Please note that this forum software occasionally has security holes. I try my best to stay on top of it, but there is always the possibility that private conversations could be exposed.  If a conversation really needs privacy, use some other method that will be more secure, such as gmail.


----------



## Maharaj

Thank you @mkellogg


----------



## Gemmenita

Hello all,

There is a long time that I have a question and I think now that the privacy of conversations is discussed here, this thread would be the best place to ask it:

Yes, conversations are private and only participants have access to them, therefore I wonder what could be the function of 'Report' button in Conversations?
(Or does it really function ?)

Since 'Reported messages' goes to Moderators, so if this button really functions, does it mean that Moderators could have access to conversations (at least when a message is reported to them via this button?)  Has anybody already used this button?

Thanks !


----------



## velisarius

It's like any real-life face-to-face conversation. If you tell someone something, they may have the urge to reveal that information to someone else, so you should be careful with private messages.

I've reported a conversation post on two or three occasions: obscene remarks sent to me by members not known to me. People who post on forums can be rather...strange.


----------



## atcheque

Bonjour,

When you report a message, mods can see only it_* (* that message)_, not the whole conversation.


----------



## Gemmenita

OOOH! That's wonderful all you said. Thank you very much _velisarius_ and _atcheque_.

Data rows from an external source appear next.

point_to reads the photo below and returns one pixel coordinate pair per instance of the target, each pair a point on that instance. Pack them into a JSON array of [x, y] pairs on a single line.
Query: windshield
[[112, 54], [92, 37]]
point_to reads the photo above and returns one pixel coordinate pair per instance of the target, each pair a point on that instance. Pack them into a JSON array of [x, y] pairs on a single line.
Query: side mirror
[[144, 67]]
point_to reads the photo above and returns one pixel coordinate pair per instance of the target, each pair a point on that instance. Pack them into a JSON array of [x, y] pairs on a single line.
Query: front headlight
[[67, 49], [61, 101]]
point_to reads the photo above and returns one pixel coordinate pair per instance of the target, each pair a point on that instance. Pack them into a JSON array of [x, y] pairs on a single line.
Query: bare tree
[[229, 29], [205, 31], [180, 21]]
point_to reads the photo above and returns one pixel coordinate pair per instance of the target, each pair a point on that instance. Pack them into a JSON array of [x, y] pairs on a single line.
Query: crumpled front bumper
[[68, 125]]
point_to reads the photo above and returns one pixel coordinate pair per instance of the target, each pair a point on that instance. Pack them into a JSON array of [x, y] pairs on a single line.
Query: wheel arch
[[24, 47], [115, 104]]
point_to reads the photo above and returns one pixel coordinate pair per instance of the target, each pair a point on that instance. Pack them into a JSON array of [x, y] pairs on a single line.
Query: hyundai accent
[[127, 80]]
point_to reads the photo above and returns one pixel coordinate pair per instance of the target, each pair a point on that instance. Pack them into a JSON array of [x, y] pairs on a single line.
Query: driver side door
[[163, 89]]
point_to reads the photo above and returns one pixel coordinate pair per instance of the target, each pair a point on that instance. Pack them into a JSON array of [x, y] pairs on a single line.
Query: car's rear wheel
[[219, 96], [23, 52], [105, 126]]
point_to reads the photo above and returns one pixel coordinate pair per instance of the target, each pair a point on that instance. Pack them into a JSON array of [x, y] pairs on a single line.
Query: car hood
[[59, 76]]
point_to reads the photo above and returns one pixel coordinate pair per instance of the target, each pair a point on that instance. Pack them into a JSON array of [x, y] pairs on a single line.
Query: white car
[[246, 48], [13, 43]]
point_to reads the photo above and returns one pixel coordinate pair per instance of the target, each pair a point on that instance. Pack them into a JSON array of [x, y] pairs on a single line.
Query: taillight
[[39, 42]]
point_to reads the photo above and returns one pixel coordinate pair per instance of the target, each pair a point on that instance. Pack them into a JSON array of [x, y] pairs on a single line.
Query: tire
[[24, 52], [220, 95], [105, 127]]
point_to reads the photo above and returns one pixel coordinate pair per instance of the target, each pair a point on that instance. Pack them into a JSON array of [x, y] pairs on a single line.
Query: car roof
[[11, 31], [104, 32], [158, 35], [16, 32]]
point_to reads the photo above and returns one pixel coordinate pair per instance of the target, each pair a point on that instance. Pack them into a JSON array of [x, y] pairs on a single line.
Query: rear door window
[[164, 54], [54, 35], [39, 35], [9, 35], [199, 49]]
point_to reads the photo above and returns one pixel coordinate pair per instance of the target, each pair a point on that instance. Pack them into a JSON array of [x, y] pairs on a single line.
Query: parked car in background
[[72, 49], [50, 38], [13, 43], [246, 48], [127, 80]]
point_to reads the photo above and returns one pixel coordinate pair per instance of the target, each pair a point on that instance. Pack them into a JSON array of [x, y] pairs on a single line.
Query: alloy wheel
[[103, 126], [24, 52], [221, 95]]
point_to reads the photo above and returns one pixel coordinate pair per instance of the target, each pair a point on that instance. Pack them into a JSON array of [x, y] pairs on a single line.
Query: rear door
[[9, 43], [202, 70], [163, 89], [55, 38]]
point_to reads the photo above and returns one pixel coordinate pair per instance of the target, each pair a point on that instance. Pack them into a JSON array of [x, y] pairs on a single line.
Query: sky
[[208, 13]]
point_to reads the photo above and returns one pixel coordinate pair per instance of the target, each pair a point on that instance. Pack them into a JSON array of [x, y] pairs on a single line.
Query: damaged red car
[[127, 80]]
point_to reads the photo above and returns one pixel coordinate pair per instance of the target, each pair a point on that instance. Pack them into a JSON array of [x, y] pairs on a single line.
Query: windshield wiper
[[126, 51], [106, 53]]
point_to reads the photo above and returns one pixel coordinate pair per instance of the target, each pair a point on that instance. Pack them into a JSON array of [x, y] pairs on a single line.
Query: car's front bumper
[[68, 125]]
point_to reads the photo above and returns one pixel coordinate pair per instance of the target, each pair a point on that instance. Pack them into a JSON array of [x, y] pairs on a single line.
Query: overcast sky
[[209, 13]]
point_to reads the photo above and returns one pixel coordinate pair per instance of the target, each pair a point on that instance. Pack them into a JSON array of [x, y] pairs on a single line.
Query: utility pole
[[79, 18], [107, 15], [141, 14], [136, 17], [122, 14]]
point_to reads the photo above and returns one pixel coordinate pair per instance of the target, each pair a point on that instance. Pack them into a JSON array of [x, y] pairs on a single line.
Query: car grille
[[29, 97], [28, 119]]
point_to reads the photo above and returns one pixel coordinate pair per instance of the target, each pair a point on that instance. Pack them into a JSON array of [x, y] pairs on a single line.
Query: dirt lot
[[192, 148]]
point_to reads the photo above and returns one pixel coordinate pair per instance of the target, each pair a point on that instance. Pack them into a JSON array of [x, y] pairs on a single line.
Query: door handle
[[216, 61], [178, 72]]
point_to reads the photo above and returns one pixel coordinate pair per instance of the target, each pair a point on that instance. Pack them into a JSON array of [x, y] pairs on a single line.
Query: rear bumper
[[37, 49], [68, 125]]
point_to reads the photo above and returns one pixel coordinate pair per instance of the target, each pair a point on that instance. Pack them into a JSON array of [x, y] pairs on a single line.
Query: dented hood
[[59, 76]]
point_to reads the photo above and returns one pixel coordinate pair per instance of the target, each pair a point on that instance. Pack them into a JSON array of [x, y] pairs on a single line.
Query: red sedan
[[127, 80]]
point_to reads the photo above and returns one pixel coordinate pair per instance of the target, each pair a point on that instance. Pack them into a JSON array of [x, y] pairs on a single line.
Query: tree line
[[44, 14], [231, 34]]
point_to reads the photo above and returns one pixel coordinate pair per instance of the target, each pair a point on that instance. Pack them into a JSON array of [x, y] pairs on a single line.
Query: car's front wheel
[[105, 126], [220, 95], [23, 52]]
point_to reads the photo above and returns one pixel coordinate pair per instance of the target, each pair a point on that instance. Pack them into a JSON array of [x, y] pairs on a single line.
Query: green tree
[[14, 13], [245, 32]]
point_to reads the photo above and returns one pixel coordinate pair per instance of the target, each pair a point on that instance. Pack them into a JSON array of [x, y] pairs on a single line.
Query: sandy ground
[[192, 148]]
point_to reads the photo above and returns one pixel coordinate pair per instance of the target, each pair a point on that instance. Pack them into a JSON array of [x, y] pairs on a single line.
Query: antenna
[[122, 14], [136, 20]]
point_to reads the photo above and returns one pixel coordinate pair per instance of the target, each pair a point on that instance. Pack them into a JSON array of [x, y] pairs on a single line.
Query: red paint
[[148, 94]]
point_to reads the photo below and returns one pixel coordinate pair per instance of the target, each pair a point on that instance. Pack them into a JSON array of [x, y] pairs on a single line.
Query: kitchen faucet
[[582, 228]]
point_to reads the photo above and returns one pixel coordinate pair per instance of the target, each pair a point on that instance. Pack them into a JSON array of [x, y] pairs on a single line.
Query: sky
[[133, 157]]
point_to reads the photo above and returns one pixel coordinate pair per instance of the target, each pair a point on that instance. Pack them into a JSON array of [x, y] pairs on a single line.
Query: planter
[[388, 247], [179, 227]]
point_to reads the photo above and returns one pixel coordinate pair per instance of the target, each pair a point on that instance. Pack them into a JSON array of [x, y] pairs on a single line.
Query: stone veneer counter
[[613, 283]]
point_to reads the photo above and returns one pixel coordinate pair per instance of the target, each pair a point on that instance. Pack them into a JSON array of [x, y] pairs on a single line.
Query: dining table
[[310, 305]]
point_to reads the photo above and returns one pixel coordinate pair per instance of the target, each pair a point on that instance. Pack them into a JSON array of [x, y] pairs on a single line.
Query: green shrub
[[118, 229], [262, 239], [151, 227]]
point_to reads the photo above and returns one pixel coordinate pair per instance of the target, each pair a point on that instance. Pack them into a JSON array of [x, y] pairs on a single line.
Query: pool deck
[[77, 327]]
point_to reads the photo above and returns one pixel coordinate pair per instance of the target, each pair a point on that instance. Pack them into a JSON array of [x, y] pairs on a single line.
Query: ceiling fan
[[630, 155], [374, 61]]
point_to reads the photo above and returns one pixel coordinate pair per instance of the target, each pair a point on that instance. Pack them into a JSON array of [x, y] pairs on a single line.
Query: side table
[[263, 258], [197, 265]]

@velisarius: I thought always that Report button would get visible the conversation to Mods but if mods can see only the reported message and not the whole conversation, I wonder how Mods decided about those obscene remarks sent to you without seeing them?


----------



## velisarius

An offensive post in a conversation, just like an offensive post in a thread, can be reported. The mods will see the post you reported, so in a conversation that would only be the offensive post itself.

Don't expect the moderators to sort out private quarrels though. The offensive posts sent to me were also sent to other members, and it was pretty obvious that they were completely uncalled for. 

You have the option of not reading or replying to members you don't want to converse with.


----------



## Gemmenita

velisarius said:


> The mods will see *the post* you reported,


Oh, I seeee, that's the point. So, only the related post whose Report button is clicked on gets visible to Mods.

Thanks a lot _velisarius_. I wish you the best on the Forums.


----------



## wildan1

velisarius said:


> You have the option of not reading or replying to members you don't want to converse with.


You also have the option of putting a member on the "ignore" setting at the top right of their profile, meaning you do not receive any further messages s/he tries to send you.


----------